P35: Product inhibition of five Hypocrea jecornia cellulases

Sunday, August 12, 2012
Columbia Hall, Terrace Level (Washington Hilton)
Kim Borch, Novozymes, Bagsvaerd, Denmark and Peter Westh, Nsm, Rosilde University, Roskilde, Denmark
Pretreated cellulosic biomass may be converted to fuel ethanol through either separate- or simultaneous saccharification and fermentation. A key parameter for the evaluation of these two approaches is the degree of inhibition of cellulolytic enzymes exerted by their products cellobiose and glucose.
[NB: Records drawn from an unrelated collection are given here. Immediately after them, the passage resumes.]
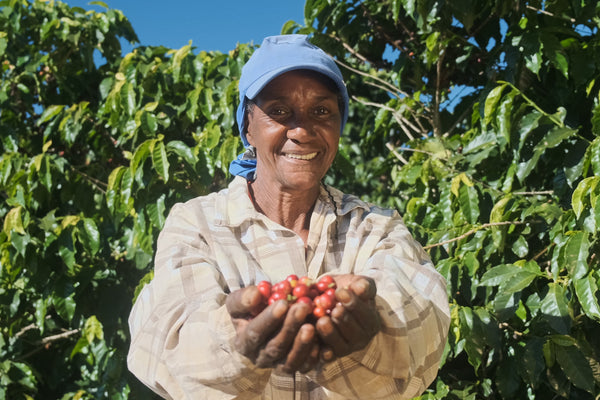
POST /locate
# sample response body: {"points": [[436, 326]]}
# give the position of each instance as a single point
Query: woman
{"points": [[200, 330]]}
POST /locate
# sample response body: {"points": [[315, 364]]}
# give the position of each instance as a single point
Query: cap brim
{"points": [[261, 82]]}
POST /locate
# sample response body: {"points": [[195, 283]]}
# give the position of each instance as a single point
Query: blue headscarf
{"points": [[277, 55]]}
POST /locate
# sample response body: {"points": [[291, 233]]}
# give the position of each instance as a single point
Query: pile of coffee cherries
{"points": [[319, 295]]}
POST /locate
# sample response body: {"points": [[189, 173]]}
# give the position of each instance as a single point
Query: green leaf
{"points": [[469, 203], [575, 253], [491, 101], [520, 247], [496, 275], [90, 235], [93, 329], [160, 161], [127, 95], [13, 221], [148, 122], [156, 212], [532, 363], [49, 113], [578, 199], [41, 306], [576, 367], [64, 306], [146, 279], [555, 309], [183, 151], [518, 281], [587, 293], [141, 154]]}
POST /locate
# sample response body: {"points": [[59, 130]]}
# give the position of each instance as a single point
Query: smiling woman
{"points": [[202, 327], [295, 127]]}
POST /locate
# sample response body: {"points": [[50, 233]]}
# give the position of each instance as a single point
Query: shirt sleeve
{"points": [[181, 333], [403, 358]]}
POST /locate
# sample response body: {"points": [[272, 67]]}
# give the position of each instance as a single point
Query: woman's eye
{"points": [[278, 111], [321, 110]]}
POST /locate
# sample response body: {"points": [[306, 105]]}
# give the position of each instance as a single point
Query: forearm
{"points": [[185, 351]]}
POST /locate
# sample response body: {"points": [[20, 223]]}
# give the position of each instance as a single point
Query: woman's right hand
{"points": [[277, 336]]}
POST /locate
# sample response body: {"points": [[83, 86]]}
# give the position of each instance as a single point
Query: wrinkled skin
{"points": [[280, 337]]}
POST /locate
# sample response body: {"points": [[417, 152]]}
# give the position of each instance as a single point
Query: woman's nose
{"points": [[299, 127]]}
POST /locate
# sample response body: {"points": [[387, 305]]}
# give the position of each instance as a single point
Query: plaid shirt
{"points": [[182, 335]]}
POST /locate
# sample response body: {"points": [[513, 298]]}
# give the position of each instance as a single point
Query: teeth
{"points": [[309, 156]]}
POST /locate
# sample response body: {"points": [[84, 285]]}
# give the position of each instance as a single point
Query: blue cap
{"points": [[280, 54]]}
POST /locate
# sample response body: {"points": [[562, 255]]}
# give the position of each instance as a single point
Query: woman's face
{"points": [[294, 125]]}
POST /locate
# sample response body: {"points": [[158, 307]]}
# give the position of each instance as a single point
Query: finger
{"points": [[331, 336], [326, 353], [313, 356], [364, 312], [301, 350], [260, 329], [364, 288], [243, 302], [278, 347], [351, 329]]}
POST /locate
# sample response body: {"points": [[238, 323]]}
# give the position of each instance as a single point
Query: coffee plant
{"points": [[478, 120]]}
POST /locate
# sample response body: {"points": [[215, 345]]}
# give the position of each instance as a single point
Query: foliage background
{"points": [[482, 129]]}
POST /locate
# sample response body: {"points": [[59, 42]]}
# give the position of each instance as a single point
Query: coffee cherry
{"points": [[320, 295], [264, 287]]}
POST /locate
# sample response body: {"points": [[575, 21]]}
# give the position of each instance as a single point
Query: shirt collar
{"points": [[238, 208]]}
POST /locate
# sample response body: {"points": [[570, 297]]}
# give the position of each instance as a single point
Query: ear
{"points": [[248, 124]]}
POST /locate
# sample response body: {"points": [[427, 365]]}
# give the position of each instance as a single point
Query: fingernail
{"points": [[343, 295], [280, 308]]}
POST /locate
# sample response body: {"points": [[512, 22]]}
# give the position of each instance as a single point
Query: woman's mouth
{"points": [[308, 156]]}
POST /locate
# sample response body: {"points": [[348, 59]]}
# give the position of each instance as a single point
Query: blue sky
{"points": [[209, 24]]}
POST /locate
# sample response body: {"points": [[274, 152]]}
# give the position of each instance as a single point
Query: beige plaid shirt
{"points": [[182, 336]]}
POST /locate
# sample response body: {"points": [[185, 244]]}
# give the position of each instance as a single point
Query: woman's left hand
{"points": [[353, 322]]}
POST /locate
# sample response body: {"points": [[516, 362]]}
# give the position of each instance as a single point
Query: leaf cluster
{"points": [[479, 121]]}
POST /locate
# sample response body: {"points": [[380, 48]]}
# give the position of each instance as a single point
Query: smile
{"points": [[308, 156]]}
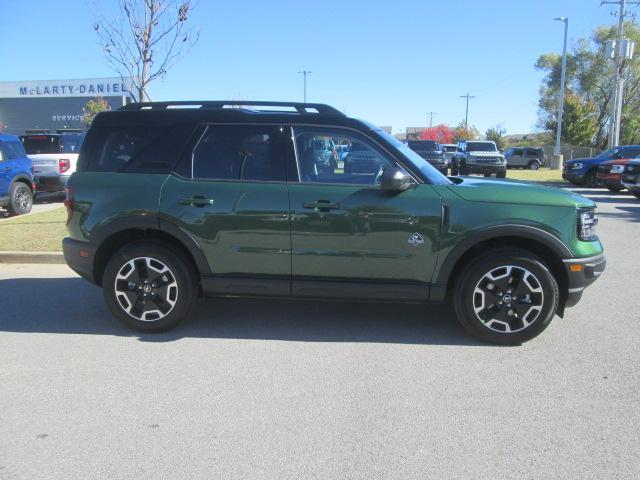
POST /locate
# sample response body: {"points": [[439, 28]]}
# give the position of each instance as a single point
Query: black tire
{"points": [[20, 199], [172, 297], [590, 179], [511, 323]]}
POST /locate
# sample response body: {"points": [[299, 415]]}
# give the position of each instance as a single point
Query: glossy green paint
{"points": [[246, 229], [102, 199], [263, 228], [366, 236]]}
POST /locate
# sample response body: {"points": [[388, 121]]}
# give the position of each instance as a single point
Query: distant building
{"points": [[54, 104]]}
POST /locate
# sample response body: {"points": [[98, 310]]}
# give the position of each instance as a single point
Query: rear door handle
{"points": [[197, 201], [322, 205]]}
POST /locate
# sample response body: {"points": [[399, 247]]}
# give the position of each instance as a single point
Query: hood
{"points": [[480, 153], [619, 161], [516, 192]]}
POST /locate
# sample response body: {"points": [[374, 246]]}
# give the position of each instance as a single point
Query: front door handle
{"points": [[321, 205], [197, 201]]}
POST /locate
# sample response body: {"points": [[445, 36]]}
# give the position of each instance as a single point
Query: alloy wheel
{"points": [[146, 289], [508, 299]]}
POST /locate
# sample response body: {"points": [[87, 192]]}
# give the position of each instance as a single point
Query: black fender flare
{"points": [[151, 221], [526, 232]]}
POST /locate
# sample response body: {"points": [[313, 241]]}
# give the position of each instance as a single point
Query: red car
{"points": [[610, 174]]}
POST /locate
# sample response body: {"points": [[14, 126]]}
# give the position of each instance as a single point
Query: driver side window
{"points": [[336, 156]]}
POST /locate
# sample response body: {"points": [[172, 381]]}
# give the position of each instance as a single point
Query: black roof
{"points": [[243, 111]]}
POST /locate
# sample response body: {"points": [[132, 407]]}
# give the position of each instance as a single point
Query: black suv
{"points": [[169, 202]]}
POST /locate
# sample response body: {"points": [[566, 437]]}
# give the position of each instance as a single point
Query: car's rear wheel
{"points": [[148, 287], [506, 296], [20, 199]]}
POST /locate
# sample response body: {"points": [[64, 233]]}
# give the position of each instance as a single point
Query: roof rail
{"points": [[302, 108]]}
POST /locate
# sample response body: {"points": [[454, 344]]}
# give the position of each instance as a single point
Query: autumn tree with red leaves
{"points": [[440, 133]]}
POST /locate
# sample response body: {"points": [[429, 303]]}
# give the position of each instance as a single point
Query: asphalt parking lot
{"points": [[277, 389]]}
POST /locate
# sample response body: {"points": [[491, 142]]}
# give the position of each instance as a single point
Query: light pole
{"points": [[305, 73], [557, 160]]}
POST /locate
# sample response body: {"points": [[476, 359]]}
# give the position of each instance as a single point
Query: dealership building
{"points": [[55, 105]]}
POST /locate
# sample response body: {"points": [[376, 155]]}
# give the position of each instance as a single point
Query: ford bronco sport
{"points": [[176, 199]]}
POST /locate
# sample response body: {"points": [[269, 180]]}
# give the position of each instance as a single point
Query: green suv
{"points": [[174, 200]]}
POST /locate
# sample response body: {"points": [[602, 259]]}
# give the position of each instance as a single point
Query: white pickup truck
{"points": [[54, 157]]}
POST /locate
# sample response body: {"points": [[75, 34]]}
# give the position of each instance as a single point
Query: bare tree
{"points": [[146, 40]]}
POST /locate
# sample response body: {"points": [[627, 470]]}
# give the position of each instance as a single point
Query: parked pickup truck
{"points": [[54, 157], [431, 151]]}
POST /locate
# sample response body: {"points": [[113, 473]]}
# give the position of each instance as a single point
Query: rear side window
{"points": [[11, 150], [137, 149], [41, 144], [227, 152]]}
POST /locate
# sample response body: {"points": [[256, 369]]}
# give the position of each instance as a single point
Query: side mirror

Yet, quantitative information on individual cellulases hydrolyzing insoluble cellulose remains scarce. Here we show that product inhibition of mono-component cellulases hydrolyzing unmodified cellulose may be monitored by calorimetry. The key advantage of this approach is that it directly measures the rate of hydrolysis while being essentially blind to the background of added product. We investigated the five major cellulases from Thricoderma reesei, Cel7A (formerly CBH1), Cel6A (CBH2), Cel7B (EG1), Cel5A (EG2) and Cel12A (EG3). The strongest inhibition was found for Cel7A, which showed a 50% activity-loss in 19 mM cellobiose (IC50=19 mM). The other exoglucanase, Cel6A, was much less inhibited by cellobiose, but showed the high sensitivity to glucose. The endoglucanases Cel12A and Cel7B were moderately inhibited by cellobiose (IC50=60-80 mM), and weakly inhibited by glucose (IC50=350-380 mM). The highest resistance to both products was found for Cel5A, which retained about 75% of its activity at the highest investigated concentrations (respectively 65 mM cellobiose and 1000 mM glucose).